A preocupação hoje com relação às trapaças é muito grande em nosso país. São os produtos vendidos através de publicidade enganosa, são as bandalheiras na internet, a violação de contas bancárias e muitos outros truques desenvolvidos pelos espertalhões. Precisamos ficar vinte e quatro horas atentos para não sermos enganados. Mas as práticas desonestas com relação aos consumidores não é coisa de nossos dias. Elas sempre existiram. Vou relatar um fato estarrecedor ocorrido em minha infância, que bem demonstra essa afirmação. O texto foi extraído de meu livro Menino Tropeiro. Leia, a seguir:
"Voltando a falar da criação de suínos, um fato me foi narrado nessa época, deixando-me estarrecido, apesar da minha pouca idade. Durante uns feriados, fomos convidados a visitar um fazendeiro rico, cuja propriedade ficava perto do povoado. Ele mandou um empregado com uma carreta, para buscar nossa família. A fazenda era muito bem cuidada, com muitas plantações. A casa principal era grande, pois se tratava de uma família numerosa. O proprietário não se encontrava, pois precisou viajar para tratar dos negócios de suínos, mas sua mulher nos recebeu com muitas atenções. Eles tinham numerosos filhos e um deles, um menino mais ou menos da minha idade, me acompanhava durante todo o tempo. Ele falava pelos cotovelos e um dia me contou que, um ano antes, a criação de porcos da fazenda fora atingida pela peste. Morreram muitos animais - disse-me ele.

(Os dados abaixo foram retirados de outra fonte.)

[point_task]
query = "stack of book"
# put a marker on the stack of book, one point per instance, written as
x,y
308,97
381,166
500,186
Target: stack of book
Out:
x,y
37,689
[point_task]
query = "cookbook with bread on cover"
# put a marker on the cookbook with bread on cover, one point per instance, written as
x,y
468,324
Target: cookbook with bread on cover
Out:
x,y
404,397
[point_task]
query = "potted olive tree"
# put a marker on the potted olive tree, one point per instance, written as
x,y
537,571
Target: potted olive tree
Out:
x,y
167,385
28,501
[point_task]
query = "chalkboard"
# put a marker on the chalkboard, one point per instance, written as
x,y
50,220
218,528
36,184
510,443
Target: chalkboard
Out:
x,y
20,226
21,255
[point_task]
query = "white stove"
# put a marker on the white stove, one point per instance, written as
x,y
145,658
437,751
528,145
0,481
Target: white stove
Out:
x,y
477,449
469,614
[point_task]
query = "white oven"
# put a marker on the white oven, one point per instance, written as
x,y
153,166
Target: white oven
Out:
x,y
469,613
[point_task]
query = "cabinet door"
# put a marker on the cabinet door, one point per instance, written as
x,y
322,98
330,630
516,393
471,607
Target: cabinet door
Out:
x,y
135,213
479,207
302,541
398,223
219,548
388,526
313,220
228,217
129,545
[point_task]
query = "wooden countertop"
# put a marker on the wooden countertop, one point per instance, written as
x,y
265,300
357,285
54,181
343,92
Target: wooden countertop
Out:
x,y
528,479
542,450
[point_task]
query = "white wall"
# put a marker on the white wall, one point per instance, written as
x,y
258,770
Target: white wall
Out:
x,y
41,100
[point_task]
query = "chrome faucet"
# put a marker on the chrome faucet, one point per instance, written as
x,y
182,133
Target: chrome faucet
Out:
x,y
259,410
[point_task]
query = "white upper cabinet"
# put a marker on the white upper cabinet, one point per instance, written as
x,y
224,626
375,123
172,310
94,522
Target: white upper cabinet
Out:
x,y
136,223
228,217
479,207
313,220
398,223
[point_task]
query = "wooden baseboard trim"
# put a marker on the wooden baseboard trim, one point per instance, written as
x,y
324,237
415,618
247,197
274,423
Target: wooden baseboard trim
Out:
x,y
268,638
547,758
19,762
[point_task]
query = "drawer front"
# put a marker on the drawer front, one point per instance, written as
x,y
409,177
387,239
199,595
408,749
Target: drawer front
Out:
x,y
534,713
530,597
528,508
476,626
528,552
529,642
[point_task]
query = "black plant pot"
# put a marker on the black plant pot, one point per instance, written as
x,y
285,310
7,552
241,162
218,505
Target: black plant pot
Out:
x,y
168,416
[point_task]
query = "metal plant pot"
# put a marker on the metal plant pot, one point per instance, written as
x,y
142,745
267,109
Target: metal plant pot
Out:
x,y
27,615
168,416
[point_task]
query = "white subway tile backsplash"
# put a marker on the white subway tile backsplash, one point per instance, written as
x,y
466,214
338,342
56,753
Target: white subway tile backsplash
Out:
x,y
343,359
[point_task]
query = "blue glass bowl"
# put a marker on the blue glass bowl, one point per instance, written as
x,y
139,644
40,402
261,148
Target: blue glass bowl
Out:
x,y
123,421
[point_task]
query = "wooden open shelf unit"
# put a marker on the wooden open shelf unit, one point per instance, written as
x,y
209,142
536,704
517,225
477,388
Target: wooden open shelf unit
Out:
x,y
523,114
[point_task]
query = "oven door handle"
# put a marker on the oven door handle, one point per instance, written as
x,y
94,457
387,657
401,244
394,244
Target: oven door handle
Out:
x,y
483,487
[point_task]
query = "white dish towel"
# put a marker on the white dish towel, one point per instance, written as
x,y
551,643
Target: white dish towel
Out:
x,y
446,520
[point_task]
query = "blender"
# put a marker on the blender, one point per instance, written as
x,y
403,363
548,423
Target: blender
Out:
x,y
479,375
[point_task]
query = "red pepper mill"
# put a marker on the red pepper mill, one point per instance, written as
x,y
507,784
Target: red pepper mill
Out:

– O prejuízo era muito grande – prosseguiu o menino, cujo nome era João –, mas meu pai teve uma grande ideia ...
– Que ideia foi essa?
– Ora, pegamos a banha dos porcos pesteados e a colocamos nas latas até a metade e, depois, completamos com banha boa.
– Por que até a metade?
– Ora, porque a banha do porco pesteado é amarelada e a do porco bom é branca. Assim, a banha ruim ficava escondida e o comprador só iria perceber quando tirasse a banha boa da parte de cima. E isso iria demorar, porque as latas eram grandes.
– Sim, mas aí seria fácil saber quem lhe vendeu essa banha estragada.
– Meu pai disse ser muito difícil, pois as latas eram todas iguais e, ao chegarem ao frigorífico, ficavam nos depósitos, misturadas a outras latas e, só depois de um tempo, vendidas para os comerciantes. As vendas ao povo seriam feitas em pequenas quantidades, demorando um bom tempo para esses comerciantes darem de cara com a banha amarelada. Então, não adiantava mais chorar, porque a merda já estava completa.
Acabei de ouvir a sinistra história e nada falei. João pediu para eu não contar nada pra ninguém, pois iria complicar a vida de seu pai. Fiquei muito assustado com o fato e lá em casa, sempre que minha mãe comprava banha de porco eu ia verificar sua cor. Graças a Deus, era sempre branca, porque, se fosse amarela, era preciso contar a história para ela.
Uns tempos depois, viemos a saber que João, um dia, saíra a cavalo pelas matas da fazenda atrás de um novilho e se perdeu. Foi necessário reunir diversos cavaleiros da região para procurá-lo e só o encontraram três dias depois, quase morto, deitado ao pé de uma árvore, tiritando por causa do frio intenso."